At a high level, the steps in our pipeline from data processing through RNN regression are:
- extracting all paragraph text word-by-word.
- transforming each word vector into a GloVe and custom embedding (including an unknown token) to reduce dimensionality and parameter explosion.
- padding and truncating sequences to a maximum sequence length.
- executing a massive parallel search to optimize our hyper-parameters over a holdout test set of approximately 15% of the total data.
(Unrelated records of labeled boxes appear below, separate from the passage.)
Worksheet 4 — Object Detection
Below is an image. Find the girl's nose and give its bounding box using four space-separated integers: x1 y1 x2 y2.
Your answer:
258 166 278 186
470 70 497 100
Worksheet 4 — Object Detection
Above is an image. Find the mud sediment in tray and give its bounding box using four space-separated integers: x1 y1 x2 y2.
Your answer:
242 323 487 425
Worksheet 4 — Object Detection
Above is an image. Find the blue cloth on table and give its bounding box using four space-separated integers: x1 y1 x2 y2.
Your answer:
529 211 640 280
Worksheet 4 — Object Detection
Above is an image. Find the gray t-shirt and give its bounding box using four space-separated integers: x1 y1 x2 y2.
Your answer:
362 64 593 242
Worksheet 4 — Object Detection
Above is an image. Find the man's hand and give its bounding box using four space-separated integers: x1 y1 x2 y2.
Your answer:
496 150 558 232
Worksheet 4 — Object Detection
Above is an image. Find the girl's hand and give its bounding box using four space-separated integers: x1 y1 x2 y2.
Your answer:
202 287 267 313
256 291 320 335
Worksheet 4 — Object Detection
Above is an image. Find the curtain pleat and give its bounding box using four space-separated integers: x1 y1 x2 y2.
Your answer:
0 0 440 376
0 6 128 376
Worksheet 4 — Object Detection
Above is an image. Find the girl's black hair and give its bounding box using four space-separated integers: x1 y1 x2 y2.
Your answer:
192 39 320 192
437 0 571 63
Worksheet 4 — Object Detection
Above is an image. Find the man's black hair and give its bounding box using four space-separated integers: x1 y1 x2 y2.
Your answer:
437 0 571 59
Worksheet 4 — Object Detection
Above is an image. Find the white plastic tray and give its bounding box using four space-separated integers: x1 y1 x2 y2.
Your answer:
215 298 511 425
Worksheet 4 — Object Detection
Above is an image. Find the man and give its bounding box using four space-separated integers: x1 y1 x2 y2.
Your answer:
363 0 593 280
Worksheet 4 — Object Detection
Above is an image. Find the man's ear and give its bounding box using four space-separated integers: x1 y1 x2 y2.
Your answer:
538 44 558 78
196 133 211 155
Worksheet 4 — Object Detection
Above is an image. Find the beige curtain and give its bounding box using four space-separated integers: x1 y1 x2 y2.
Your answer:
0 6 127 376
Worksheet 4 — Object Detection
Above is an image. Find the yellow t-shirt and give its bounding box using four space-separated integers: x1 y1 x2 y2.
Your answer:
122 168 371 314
import deepparagraph as dp
# we follow the scikit-learn conventions
cls = dp.ParagraphRNNRegressor()
# if network hasn't already been trained
cls.fit(X_train, y_train, X_test, y_test)
# predict
predictions = cls.predict(X_test)
A dynamic RNN allows for variable-length sequences, which is accomplished by zero-padding all sequences out to a maximum of (for example) 2,500 words, i.e. appending 0-vectors until there are that many "words" in the sequence. This technique is used so that the machinery of batching computation in TensorFlow is still possible. For instance, space-padding the word "padding" to length 10 would make it "padding ". Sequences with more than that number of words are truncated at that length. We additionally keep track of the sequence lengths; the vector of sequence lengths is subsequently used by the network internally to know how far to dynamically unroll the network.
By contrast, using a static RNN would require sequence truncation to a fixed length, limiting the size of possible input to the smallest size previously provided. The only advantage of a static RNN implementation (not the default tf.nn.static_rnn
) is the tf.contrib.cudnn_rnn.CudnnLSTM
implementation, which trains slightly faster (~3x) on nVidia graphics cards. However, that tradeoff doesn't make it worth it.
learning_rate
and num_units
had the greatest impact on network performance. A low output_keep_prob
(0.6) was also crucial for network regularization during training. Otherwise, training/test divergence happened early on, where training error would decrease but testing error remained unchanged and high.
A straightforward Char-RNN did not produce superior results to the word-embedding dataset. The charset used was
['0', '1', '2', '3', '4', '5', '6', '7', '8', '9', ' ', 'a', 'b', 'c',
'd', 'e', 'f', 'g', 'h', 'i', 'j', 'k', 'l', 'm', 'n', 'o', 'p', 'q',
'r', 's', 't', 'u', 'v', 'w', 'x', 'y', 'z', ',', '.', '!', '?', ';', ':']`
as well as an unknown (UNK) character to replace any characters not found in that charset.
Further work might consider using the more sophisticated strategy of an embedding of word n-grams, rather than individual words.
Additionally, because it seems odd to assign a paragraph a score outside of the context of evaluation for a differentiated purpose, this problem might be reframed as a seq2seq matching problem, where paragraphs are given a score in the context of a specific grade type. That formulation would enable the use of an attention layer, which might naturally highlight paragraph characteristics perceived as beneficial towards a particular grade type.